I can at least work around this by putting a Count/>/Switch sequence on the input of the DynamicBuffer that switches to a dummy 3D point if no data present.
With dynamic input, there are occasional gaps in the geometry:
I think most geometry shaders will be pretty unhappy if you send nil to them. I don’t really know of a way to check the input buffer size from the patch.
For your gaps, it’s quite a well known issue. It’s basically due to using a single up-vector. In most cases it’s enough to tweak it a little, but there will always be a ‘blind spot’ (or rather angle). One solution (not impmented in the noodle node) is to use a buffer for this lookup value as well. In effect you are then needing to send a 2nd spline to act as a rail for your actual one.
About the gaps, yes I see now. Bummer. Could using a quaternion fix that? I thought those helped avoid axis-lock.
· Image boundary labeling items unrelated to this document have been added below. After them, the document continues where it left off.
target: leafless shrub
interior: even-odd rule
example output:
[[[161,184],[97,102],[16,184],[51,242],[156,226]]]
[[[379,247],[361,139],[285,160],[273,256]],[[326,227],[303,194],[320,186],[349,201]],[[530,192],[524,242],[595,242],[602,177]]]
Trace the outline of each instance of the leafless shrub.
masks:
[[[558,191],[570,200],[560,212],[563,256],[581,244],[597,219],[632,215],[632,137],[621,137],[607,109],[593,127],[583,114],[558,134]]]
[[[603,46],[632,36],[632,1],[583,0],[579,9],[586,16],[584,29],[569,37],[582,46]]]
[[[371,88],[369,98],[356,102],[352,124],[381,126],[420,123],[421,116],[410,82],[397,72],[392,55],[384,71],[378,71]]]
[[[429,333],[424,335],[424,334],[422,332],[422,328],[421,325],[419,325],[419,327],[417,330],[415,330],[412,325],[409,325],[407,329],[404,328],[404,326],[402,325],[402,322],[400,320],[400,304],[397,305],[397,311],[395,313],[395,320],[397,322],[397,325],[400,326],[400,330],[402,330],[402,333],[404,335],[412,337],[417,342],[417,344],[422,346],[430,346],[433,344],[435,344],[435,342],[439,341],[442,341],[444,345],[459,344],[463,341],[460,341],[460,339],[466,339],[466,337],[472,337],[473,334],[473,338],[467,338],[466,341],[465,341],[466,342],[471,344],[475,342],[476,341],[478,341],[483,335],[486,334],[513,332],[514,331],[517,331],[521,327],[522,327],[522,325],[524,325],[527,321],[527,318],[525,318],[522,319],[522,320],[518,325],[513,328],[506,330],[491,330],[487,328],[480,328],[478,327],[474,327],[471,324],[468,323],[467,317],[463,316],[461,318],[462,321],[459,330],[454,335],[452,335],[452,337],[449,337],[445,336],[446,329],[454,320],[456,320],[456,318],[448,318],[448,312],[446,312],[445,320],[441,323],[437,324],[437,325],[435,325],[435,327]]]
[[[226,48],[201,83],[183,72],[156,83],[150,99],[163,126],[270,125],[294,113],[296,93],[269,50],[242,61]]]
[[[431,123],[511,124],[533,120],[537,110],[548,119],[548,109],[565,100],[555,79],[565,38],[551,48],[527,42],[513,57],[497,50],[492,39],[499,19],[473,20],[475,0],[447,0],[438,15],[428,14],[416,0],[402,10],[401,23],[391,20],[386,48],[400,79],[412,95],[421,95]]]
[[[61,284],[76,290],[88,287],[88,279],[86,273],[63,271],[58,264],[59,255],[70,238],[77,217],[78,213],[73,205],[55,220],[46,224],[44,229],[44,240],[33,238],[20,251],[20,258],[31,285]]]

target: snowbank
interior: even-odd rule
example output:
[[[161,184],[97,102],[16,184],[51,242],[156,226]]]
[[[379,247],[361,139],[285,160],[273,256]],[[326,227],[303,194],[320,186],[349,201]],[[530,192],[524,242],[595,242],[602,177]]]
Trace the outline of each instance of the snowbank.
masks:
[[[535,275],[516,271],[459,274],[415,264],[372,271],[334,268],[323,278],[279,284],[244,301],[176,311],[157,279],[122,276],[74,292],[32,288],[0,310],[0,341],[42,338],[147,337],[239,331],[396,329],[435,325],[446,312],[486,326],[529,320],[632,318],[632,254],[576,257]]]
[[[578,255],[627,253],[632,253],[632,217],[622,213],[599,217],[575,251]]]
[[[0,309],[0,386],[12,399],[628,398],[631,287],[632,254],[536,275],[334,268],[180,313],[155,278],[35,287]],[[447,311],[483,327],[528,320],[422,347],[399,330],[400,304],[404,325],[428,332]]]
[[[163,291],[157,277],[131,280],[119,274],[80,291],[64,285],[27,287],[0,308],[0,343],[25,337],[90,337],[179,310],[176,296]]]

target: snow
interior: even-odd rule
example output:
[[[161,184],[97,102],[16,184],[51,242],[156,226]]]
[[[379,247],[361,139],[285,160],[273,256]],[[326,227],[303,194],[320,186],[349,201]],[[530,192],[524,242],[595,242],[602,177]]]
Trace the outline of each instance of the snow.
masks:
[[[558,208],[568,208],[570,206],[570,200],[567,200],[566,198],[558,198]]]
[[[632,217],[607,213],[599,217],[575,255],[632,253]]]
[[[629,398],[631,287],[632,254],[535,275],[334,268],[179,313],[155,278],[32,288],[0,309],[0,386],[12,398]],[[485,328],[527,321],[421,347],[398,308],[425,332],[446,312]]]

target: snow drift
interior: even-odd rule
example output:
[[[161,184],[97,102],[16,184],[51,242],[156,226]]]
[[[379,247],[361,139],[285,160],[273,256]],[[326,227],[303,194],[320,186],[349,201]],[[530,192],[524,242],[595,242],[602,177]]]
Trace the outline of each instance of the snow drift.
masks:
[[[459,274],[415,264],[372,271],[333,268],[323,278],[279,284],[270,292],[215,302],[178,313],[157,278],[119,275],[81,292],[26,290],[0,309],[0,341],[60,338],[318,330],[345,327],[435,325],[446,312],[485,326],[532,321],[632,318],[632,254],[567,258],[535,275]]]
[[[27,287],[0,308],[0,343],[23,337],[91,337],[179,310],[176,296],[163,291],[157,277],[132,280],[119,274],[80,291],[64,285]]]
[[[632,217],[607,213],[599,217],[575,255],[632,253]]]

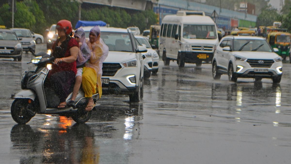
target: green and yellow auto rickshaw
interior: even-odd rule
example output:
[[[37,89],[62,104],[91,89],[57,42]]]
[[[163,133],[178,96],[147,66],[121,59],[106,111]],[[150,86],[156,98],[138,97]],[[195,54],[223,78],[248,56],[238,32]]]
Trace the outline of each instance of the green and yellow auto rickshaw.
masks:
[[[282,32],[273,32],[268,35],[268,42],[272,48],[277,48],[279,51],[276,53],[282,57],[283,60],[289,56],[290,54],[290,37],[291,34]]]
[[[150,28],[148,42],[153,49],[159,48],[159,37],[160,31],[161,26],[159,25],[151,25]]]

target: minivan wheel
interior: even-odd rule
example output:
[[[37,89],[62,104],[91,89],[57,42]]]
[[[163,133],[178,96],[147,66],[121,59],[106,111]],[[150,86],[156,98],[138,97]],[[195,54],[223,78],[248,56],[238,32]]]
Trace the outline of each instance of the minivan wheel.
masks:
[[[230,81],[236,82],[237,80],[237,77],[236,77],[233,72],[233,67],[232,64],[229,64],[228,66],[228,70],[227,72],[228,75],[228,80]]]
[[[162,58],[164,62],[164,65],[168,66],[170,65],[170,58],[167,57],[167,54],[166,51],[163,51]]]
[[[216,62],[214,62],[212,65],[212,75],[213,78],[216,80],[219,80],[220,79],[221,76],[221,74],[217,72],[217,66]]]

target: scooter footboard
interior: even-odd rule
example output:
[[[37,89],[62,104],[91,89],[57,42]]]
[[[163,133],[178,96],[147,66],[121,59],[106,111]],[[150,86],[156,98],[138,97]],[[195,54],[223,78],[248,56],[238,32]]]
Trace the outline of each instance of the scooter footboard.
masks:
[[[11,95],[12,99],[29,99],[33,101],[36,97],[34,92],[28,89],[22,90],[15,94]]]

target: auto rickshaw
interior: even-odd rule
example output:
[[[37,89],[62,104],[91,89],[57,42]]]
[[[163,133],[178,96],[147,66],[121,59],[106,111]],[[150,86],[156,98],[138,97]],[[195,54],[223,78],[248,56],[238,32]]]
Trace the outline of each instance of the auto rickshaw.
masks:
[[[254,31],[249,30],[233,31],[230,33],[230,34],[237,36],[255,36],[255,32]]]
[[[284,60],[290,55],[290,36],[291,34],[282,32],[273,32],[268,35],[268,42],[272,48],[279,49],[276,53],[281,56]]]
[[[161,26],[159,25],[151,25],[150,28],[148,42],[153,49],[159,48],[159,37],[160,31]]]

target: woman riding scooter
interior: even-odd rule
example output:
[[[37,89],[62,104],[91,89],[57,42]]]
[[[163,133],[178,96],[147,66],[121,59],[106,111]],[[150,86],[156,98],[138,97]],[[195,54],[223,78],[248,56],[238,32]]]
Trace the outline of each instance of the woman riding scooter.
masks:
[[[56,58],[49,76],[51,85],[60,98],[60,103],[58,108],[62,109],[67,107],[66,99],[72,92],[75,82],[77,73],[76,61],[79,45],[76,39],[70,36],[72,29],[70,21],[60,20],[56,28],[60,38],[52,47],[54,51],[52,55]],[[57,46],[60,47],[61,50],[57,50],[55,49]]]

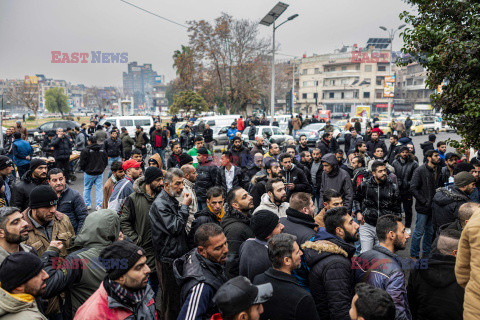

But the Nil behavior seems pretty broken, as that node is unusable from that point on, basically requiring restarting vvvv in a production setting. So internal state is being really screwed up somehow. Seems there should be some way of detecting it, fail gracefully, etc. - but I am no geometry shaderist. Imagine if in C# if you did a divide by zero once and then all divides stop working from then on! Yeow!
Again I am no shaderist, but I know the DX11 pack had some similar problems that got worked out. But at least for now this workaround avoids it. Thanks!